Jevan? Lelaki itu tak akan mendengar perkataan gadis itu. Ia sibuk dengan tugas ketiga temannya itu. Jika sibuk dengan sesuatu, mustahil bagi Jevan untuk mengalihkan fokusnya pada hal yang tak penting, salah satunya kalimat hiperbola gadis unik itu . Mulai saat ini harus terbiasa dengan perkataan nyeleneh dari Louren.

"Sudah mengerjakan tugas?" tanyanya seraya melirik sekilas lawan bicaranya.

"Belum, hehe. Mau salin dong," pintanya diiringi senyum lebar hingga kedua mata gadis itu menyipit.

Lelaki itu mengangguk seraya menyerahkan bukunya kepada Louren. Ia sudah mengingat dengan jelas setiap jawaban dari kelima soal itu. Lagipun ia kurang satu lagi menyelesaikan tugas dari temannya itu. "Cepat kerjakan sebelum bel masuk. Waktu kamu hanya sekitar dua puluh empat menit."
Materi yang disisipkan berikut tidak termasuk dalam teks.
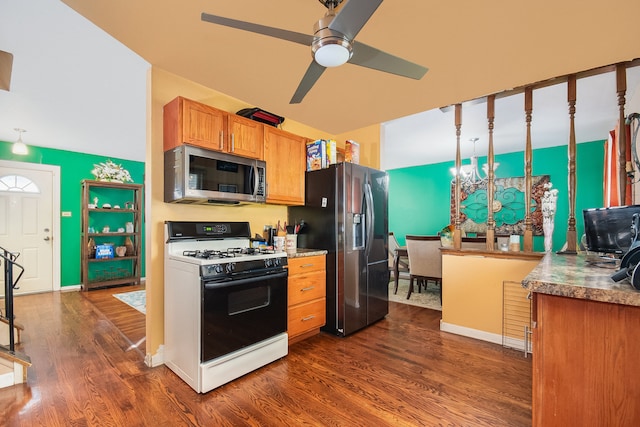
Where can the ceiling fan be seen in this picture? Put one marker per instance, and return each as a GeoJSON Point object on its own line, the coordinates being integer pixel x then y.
{"type": "Point", "coordinates": [332, 43]}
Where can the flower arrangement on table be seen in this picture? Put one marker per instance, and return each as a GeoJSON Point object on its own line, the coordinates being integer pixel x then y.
{"type": "Point", "coordinates": [446, 235]}
{"type": "Point", "coordinates": [549, 201]}
{"type": "Point", "coordinates": [109, 171]}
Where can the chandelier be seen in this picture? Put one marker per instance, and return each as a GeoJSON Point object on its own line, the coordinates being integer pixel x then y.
{"type": "Point", "coordinates": [469, 173]}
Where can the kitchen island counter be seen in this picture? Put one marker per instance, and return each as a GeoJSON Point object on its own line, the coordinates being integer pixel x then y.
{"type": "Point", "coordinates": [306, 252]}
{"type": "Point", "coordinates": [585, 344]}
{"type": "Point", "coordinates": [581, 277]}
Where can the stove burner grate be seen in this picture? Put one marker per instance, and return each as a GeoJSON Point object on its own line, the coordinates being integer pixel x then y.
{"type": "Point", "coordinates": [227, 253]}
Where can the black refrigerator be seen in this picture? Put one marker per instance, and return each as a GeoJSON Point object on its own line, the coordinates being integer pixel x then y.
{"type": "Point", "coordinates": [345, 213]}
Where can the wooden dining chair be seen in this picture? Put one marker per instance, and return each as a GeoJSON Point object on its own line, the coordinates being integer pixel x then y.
{"type": "Point", "coordinates": [403, 262]}
{"type": "Point", "coordinates": [426, 262]}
"Siap, calon imam- eh." Louren membekap mulutnya sendiri lantas membukanya perlanan. "Ampun, bang jago."

Gadis itu meraih kasar buku milik Jevan lantas memperbaiki letak duduknya dan mulai sibuk mengerjakan tugas. Ia mengutuk dirinya sendiri yang tak pernah bisa mengontrol ucapannya. Bibirnya seakan tak memiliki rem hingga kalimat apapun terlontar tanpa sempat dipikirkan.